Speaking of target audiences, here’s reality TV producer Priyanka Kochhar on show formats that work and show formats that don’t: “Beauty and the Geek might have been popular in America but the same show failed in India because it couldn’t cater to an audience that wants masala and gossip in reality shows. Bigg Boss, on the other hand, rakes in higher revenues than Big Brother because it stimulates the audience’s mind with some much-needed juice.”

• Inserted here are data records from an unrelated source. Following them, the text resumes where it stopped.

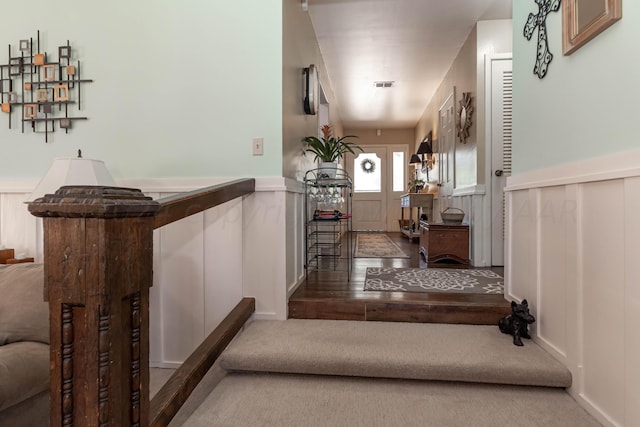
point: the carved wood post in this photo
(98, 254)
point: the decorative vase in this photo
(328, 170)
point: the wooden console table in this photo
(423, 202)
(442, 243)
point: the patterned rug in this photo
(433, 280)
(377, 245)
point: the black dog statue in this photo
(517, 323)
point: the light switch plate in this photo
(258, 146)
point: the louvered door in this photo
(501, 125)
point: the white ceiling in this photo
(411, 42)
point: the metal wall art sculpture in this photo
(543, 56)
(39, 89)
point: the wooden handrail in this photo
(182, 205)
(184, 380)
(98, 267)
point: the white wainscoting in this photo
(573, 251)
(203, 264)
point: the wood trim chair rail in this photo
(182, 205)
(184, 380)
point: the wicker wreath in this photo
(368, 166)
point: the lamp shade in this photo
(72, 171)
(415, 159)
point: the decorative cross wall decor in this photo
(543, 56)
(42, 89)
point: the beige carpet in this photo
(425, 351)
(337, 354)
(298, 400)
(377, 245)
(278, 396)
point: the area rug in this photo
(433, 280)
(377, 245)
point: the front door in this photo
(379, 179)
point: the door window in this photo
(367, 176)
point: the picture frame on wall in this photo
(582, 20)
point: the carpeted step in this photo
(259, 399)
(467, 353)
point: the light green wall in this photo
(180, 88)
(587, 104)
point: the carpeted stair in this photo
(345, 373)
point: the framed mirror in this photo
(582, 20)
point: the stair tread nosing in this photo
(423, 351)
(268, 399)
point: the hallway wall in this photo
(572, 252)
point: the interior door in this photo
(369, 192)
(501, 125)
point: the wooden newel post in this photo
(98, 255)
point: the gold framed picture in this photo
(582, 20)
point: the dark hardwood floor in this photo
(330, 295)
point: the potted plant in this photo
(329, 148)
(415, 185)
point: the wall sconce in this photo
(425, 151)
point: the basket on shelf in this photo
(452, 218)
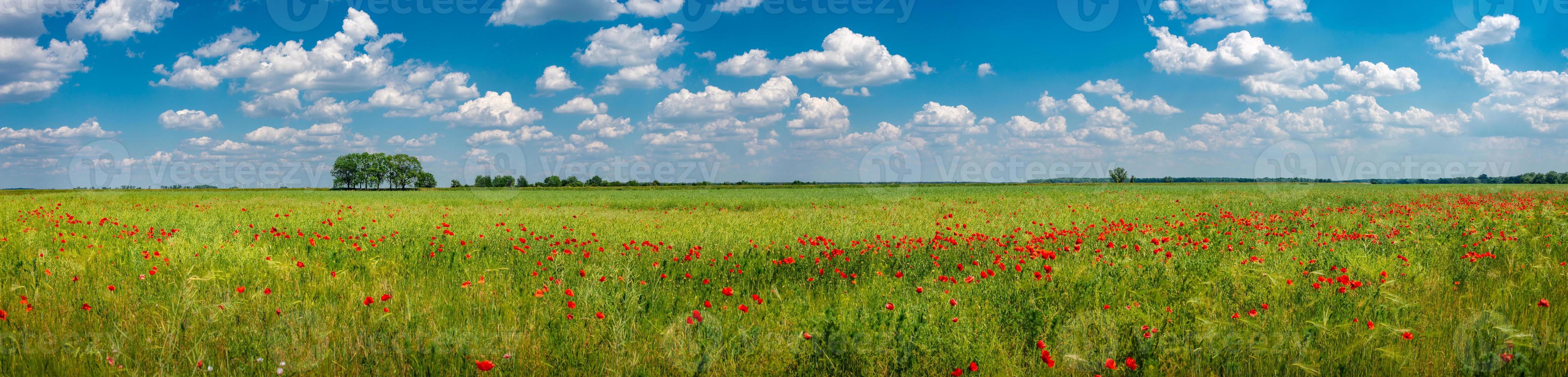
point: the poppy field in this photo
(926, 280)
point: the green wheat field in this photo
(915, 280)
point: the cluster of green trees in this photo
(551, 181)
(595, 181)
(1180, 180)
(366, 170)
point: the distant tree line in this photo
(595, 181)
(1526, 178)
(367, 172)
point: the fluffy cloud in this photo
(717, 104)
(1357, 117)
(57, 136)
(1103, 87)
(750, 63)
(607, 126)
(331, 110)
(454, 85)
(937, 118)
(352, 60)
(642, 78)
(1046, 104)
(491, 110)
(1271, 71)
(1261, 68)
(532, 13)
(846, 60)
(629, 46)
(1377, 79)
(1123, 98)
(333, 65)
(1155, 104)
(35, 73)
(1233, 13)
(120, 20)
(858, 93)
(554, 79)
(513, 137)
(1539, 98)
(226, 43)
(849, 60)
(1021, 126)
(1078, 104)
(582, 106)
(272, 106)
(819, 118)
(190, 120)
(736, 5)
(413, 143)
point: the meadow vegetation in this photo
(879, 280)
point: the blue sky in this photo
(142, 92)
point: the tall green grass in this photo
(1462, 315)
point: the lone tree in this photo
(366, 170)
(1119, 175)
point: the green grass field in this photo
(1184, 280)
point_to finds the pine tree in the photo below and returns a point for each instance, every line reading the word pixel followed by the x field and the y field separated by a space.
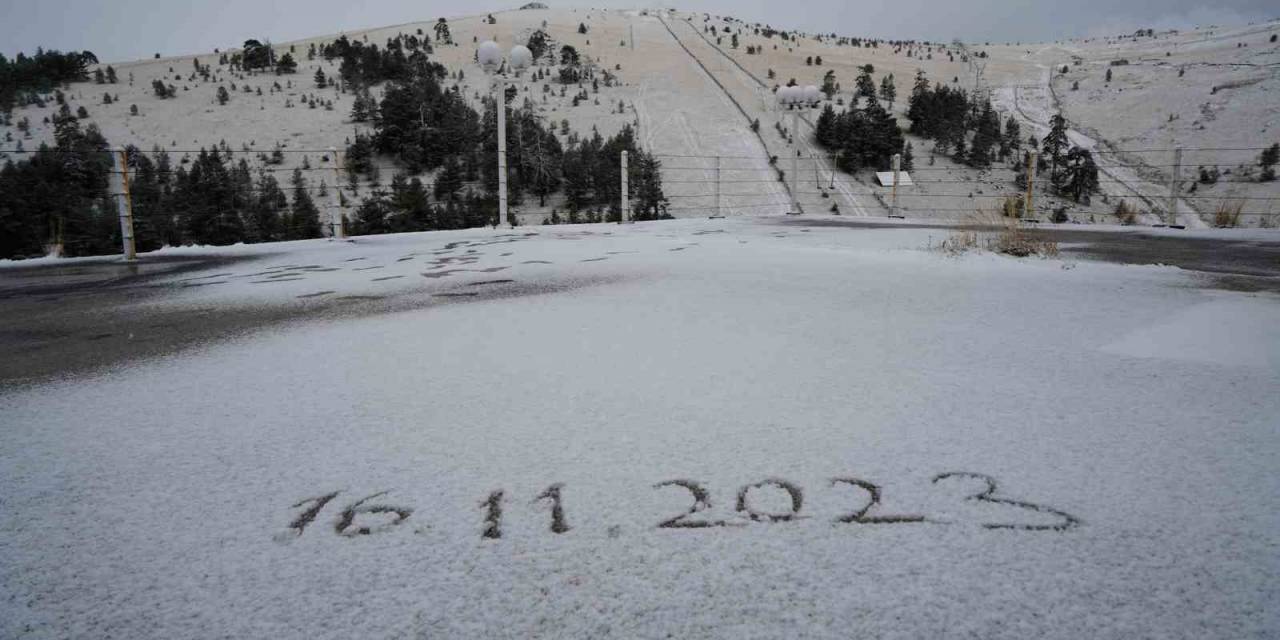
pixel 1267 160
pixel 304 215
pixel 287 64
pixel 1080 174
pixel 1055 145
pixel 828 83
pixel 865 86
pixel 888 91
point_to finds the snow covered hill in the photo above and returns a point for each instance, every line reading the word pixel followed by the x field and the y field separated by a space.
pixel 694 100
pixel 690 429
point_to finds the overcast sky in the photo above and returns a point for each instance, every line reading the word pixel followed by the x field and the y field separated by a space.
pixel 126 30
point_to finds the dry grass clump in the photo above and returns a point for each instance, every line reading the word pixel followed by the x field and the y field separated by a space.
pixel 1125 213
pixel 1011 208
pixel 1016 242
pixel 1228 214
pixel 959 242
pixel 991 231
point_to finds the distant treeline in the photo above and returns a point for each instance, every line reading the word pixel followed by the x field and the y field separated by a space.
pixel 60 199
pixel 40 73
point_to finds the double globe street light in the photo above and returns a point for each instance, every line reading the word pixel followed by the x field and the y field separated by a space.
pixel 796 99
pixel 492 62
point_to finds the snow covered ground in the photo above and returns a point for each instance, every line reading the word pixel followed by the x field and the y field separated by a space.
pixel 1059 449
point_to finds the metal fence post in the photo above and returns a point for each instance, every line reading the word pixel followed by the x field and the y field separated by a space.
pixel 718 210
pixel 1173 187
pixel 897 168
pixel 339 231
pixel 124 204
pixel 1029 202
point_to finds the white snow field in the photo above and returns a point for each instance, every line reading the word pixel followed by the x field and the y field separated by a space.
pixel 1125 416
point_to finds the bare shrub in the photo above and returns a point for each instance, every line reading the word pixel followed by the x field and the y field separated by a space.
pixel 1228 214
pixel 1125 213
pixel 992 231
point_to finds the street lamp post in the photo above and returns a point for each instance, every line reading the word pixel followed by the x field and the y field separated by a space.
pixel 490 59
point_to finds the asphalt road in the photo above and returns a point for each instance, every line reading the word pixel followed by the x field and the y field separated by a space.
pixel 76 319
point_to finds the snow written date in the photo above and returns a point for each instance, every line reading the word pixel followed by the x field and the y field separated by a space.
pixel 864 508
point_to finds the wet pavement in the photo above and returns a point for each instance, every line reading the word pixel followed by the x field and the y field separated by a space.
pixel 1229 264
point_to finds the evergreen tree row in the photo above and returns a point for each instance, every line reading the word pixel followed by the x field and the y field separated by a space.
pixel 40 73
pixel 863 138
pixel 967 128
pixel 58 197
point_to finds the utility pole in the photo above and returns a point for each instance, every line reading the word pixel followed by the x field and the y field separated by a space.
pixel 124 204
pixel 718 210
pixel 339 231
pixel 626 195
pixel 1028 202
pixel 1173 188
pixel 502 150
pixel 897 168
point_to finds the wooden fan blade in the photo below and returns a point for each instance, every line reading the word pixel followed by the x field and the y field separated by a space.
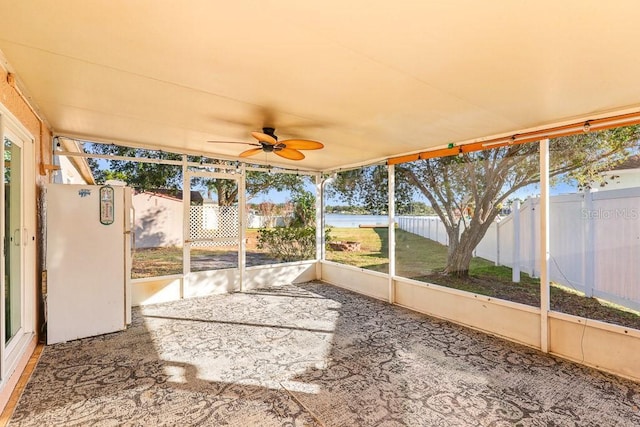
pixel 235 142
pixel 250 152
pixel 302 144
pixel 263 137
pixel 289 153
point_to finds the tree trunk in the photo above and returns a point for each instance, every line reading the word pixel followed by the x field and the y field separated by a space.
pixel 461 247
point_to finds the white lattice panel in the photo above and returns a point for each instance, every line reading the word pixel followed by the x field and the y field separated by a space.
pixel 211 225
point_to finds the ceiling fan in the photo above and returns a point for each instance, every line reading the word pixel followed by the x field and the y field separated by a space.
pixel 268 143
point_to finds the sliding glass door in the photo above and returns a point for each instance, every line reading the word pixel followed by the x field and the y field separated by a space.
pixel 13 237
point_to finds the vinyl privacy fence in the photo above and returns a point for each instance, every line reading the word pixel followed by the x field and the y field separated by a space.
pixel 594 242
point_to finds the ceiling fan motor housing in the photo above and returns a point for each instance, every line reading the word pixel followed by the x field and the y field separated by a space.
pixel 270 132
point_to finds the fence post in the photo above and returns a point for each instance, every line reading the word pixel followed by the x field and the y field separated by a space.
pixel 391 233
pixel 534 237
pixel 515 267
pixel 498 242
pixel 588 255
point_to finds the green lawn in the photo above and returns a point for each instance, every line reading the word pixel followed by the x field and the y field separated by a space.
pixel 424 260
pixel 416 258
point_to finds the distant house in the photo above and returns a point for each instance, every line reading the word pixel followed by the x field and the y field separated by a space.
pixel 624 175
pixel 158 217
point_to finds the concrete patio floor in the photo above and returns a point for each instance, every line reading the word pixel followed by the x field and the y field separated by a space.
pixel 312 355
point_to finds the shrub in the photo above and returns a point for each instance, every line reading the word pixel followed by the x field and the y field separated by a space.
pixel 288 243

Now you know why, when deciding the format or the flow of a production-based show, one has to be very clear whose addiction one is feeding. If the TG, or target group, is “15 to 24”, it’s not the metro youngsters that we are cashing in on. It’s those kids in Kanpur, Noida, Nagpur, and Lucknow who come into the picture. Would they prefer Shah Rukh over Shahid, or Hrithik over Ranbir…ohhh! It’s a never-ending debate. Simi Chandoke, editor-in-chief of Lifestyle and Society at Times Television Network justifies this stance: “It’s only your TG that matters; it’s better to be honest with your viewers and readers than with the celebrity you interview.”

So, as I come to the end of my day and this article, I would say that no matter how difficult it is to cope with the incessant demands made on your time, you have to realise that your life in entertainment television is very different from that of your friends in other sections of the television industry. I believe they have a life, while we, apparently, slave to make space for the living. Competition is tough, there is always someone waiting outside the door to take your chair and maybe do the same work even better. And the pay sucks at my level!


Then why do I still do what I do?

Because when I go off to sleep for the few hours I can manage to, I have a smile on my face, a smile which comes from knowing that the day was well-spent! Even if I am not saving lives, thousands of Bollywood lovers actually look forward to MY show. Even if I am not Kareena Kapoor, I am a celebrity in my own little world no other job gives you that kind of status. In my own way, I am changing the lives of dreamy-eyed youngsters in this country and that is no small achievement and no small responsibility.

And, for the Parthian shot, here are a few things I have learnt from experience: If you want to enjoy what you do be different, wear a T-shirt to a formal meeting, chew gum (and people’s brains), laugh aloud and gossip in whispers, indulge in small talk, call in sick when the Oscars are on, sleep with your eyes wide open in meetings, and never ever cheat where work is concerned.